The mountain pine beetle has wreaked havoc in the Black Hills for years. One special festival in Custer each year raises awareness of the epidemic. Black Hills FOX Reporter Jon Wilson takes you there for a look at this year's beetle that will go up in smoke.
The Burning Beetle and Bug Crawl Variety Show is now less than ten days away, and this year's beetle is coming together one staple at a time.
Burning Beetle Project Coordinator Hank Fridell says, "We have a committee of about thirty people, and of that, as with most committees, you end up with a dozen people that really make it come together. We meet about once a month throughout the year and try to put it together, and here lately, we've been doing it a little bit more often."
The mountain pine beetle has killed thousands of trees throughout the forest since it's peak roughly five years ago, but significant progress has been and is continuing to be made.
Coordinator of the Mountain Pine Beetle Working Group Dave Thom says, "We're excited and enthused by the downward trend that's been happening in the last year, particularly. Across the Black Hills, we're in really good shape. However, there still remains hot spots of new infestations and new outbreaks, particularly in the Custer area that have to be treated."

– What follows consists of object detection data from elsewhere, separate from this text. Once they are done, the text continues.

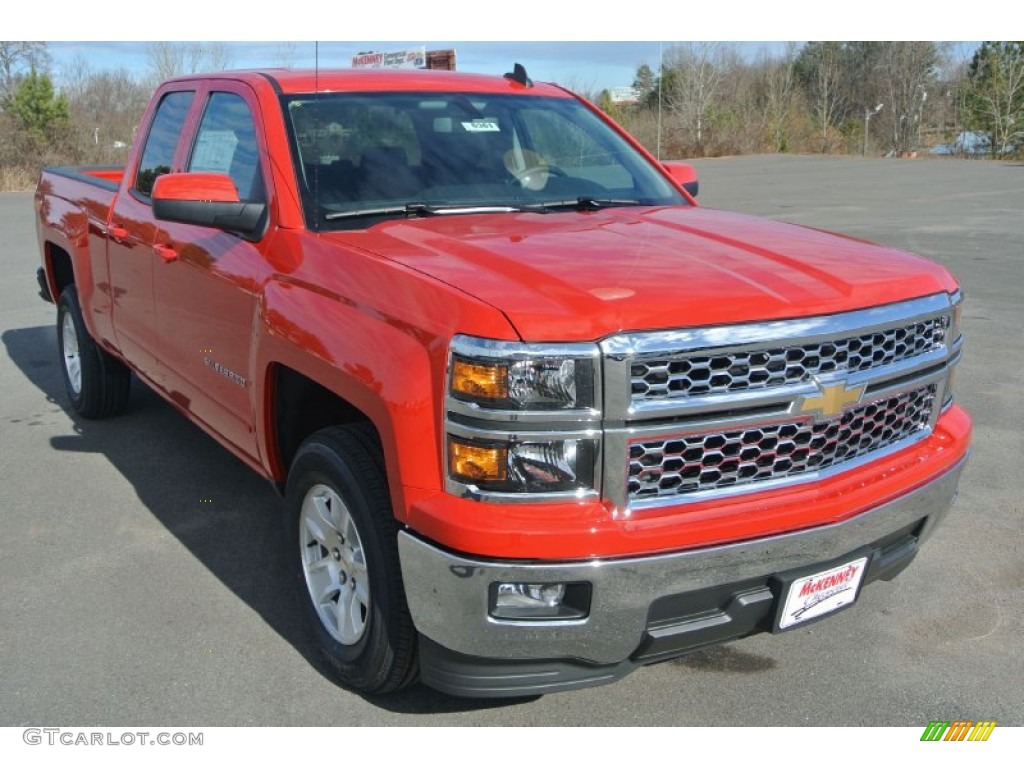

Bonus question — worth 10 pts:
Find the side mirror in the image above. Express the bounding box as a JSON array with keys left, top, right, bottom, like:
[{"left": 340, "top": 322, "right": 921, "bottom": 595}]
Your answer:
[
  {"left": 153, "top": 173, "right": 266, "bottom": 237},
  {"left": 662, "top": 163, "right": 700, "bottom": 198}
]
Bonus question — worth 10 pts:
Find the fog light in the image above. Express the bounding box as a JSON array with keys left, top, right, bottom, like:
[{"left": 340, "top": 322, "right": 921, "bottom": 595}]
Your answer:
[
  {"left": 490, "top": 582, "right": 590, "bottom": 621},
  {"left": 498, "top": 584, "right": 565, "bottom": 608}
]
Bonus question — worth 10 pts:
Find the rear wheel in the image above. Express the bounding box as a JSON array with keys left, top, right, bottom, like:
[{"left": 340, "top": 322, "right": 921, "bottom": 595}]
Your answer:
[
  {"left": 57, "top": 286, "right": 131, "bottom": 419},
  {"left": 285, "top": 424, "right": 418, "bottom": 693}
]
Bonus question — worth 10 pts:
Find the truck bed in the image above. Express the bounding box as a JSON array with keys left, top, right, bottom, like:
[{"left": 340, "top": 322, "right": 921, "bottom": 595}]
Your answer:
[{"left": 43, "top": 165, "right": 125, "bottom": 191}]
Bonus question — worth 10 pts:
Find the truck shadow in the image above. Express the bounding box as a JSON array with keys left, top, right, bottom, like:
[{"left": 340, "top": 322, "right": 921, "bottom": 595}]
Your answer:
[{"left": 0, "top": 326, "right": 529, "bottom": 714}]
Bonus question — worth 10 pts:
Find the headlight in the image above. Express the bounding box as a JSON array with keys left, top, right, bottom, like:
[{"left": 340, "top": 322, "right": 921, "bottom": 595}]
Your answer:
[
  {"left": 449, "top": 336, "right": 597, "bottom": 411},
  {"left": 444, "top": 336, "right": 601, "bottom": 501},
  {"left": 447, "top": 434, "right": 597, "bottom": 494}
]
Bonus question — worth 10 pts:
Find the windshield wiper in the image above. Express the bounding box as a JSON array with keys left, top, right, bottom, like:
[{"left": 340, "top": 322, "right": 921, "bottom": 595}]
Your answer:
[
  {"left": 537, "top": 198, "right": 650, "bottom": 211},
  {"left": 324, "top": 203, "right": 537, "bottom": 221}
]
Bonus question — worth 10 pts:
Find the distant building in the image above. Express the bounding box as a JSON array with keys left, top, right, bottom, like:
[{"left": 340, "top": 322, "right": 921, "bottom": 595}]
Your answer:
[{"left": 608, "top": 85, "right": 640, "bottom": 106}]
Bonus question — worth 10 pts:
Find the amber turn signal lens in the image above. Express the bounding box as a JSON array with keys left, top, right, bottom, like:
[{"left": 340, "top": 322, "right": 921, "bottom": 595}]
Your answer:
[
  {"left": 452, "top": 358, "right": 509, "bottom": 400},
  {"left": 449, "top": 436, "right": 509, "bottom": 481}
]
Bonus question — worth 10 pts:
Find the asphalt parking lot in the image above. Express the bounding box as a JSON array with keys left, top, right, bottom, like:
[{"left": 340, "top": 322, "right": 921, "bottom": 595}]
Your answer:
[{"left": 0, "top": 157, "right": 1024, "bottom": 728}]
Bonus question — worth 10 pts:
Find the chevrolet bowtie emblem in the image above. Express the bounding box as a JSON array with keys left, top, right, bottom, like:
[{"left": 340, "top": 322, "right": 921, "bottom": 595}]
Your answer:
[{"left": 796, "top": 377, "right": 865, "bottom": 421}]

Thom says, "We talk about the epidemic in the Black Hills, but it's really a combination of smaller epidemics that have occurred in isolated areas."
This year's festival is a celebration of what has been done, and look forward to continue the fight against the trees that give this region its name, the Black Hills. All the wood used in the construction of the beetle is not your everyday wood you could pick up at a hardwood store.
Fridell says, "Not only does the wood come from the Black Hills, but much of it is blue stained wood, which is wood from trees that have been killed by the beetles. It's going up in smoke."
The festival is on Saturday, January 21st, and the beetle burning will be at Pageant Hill that evening.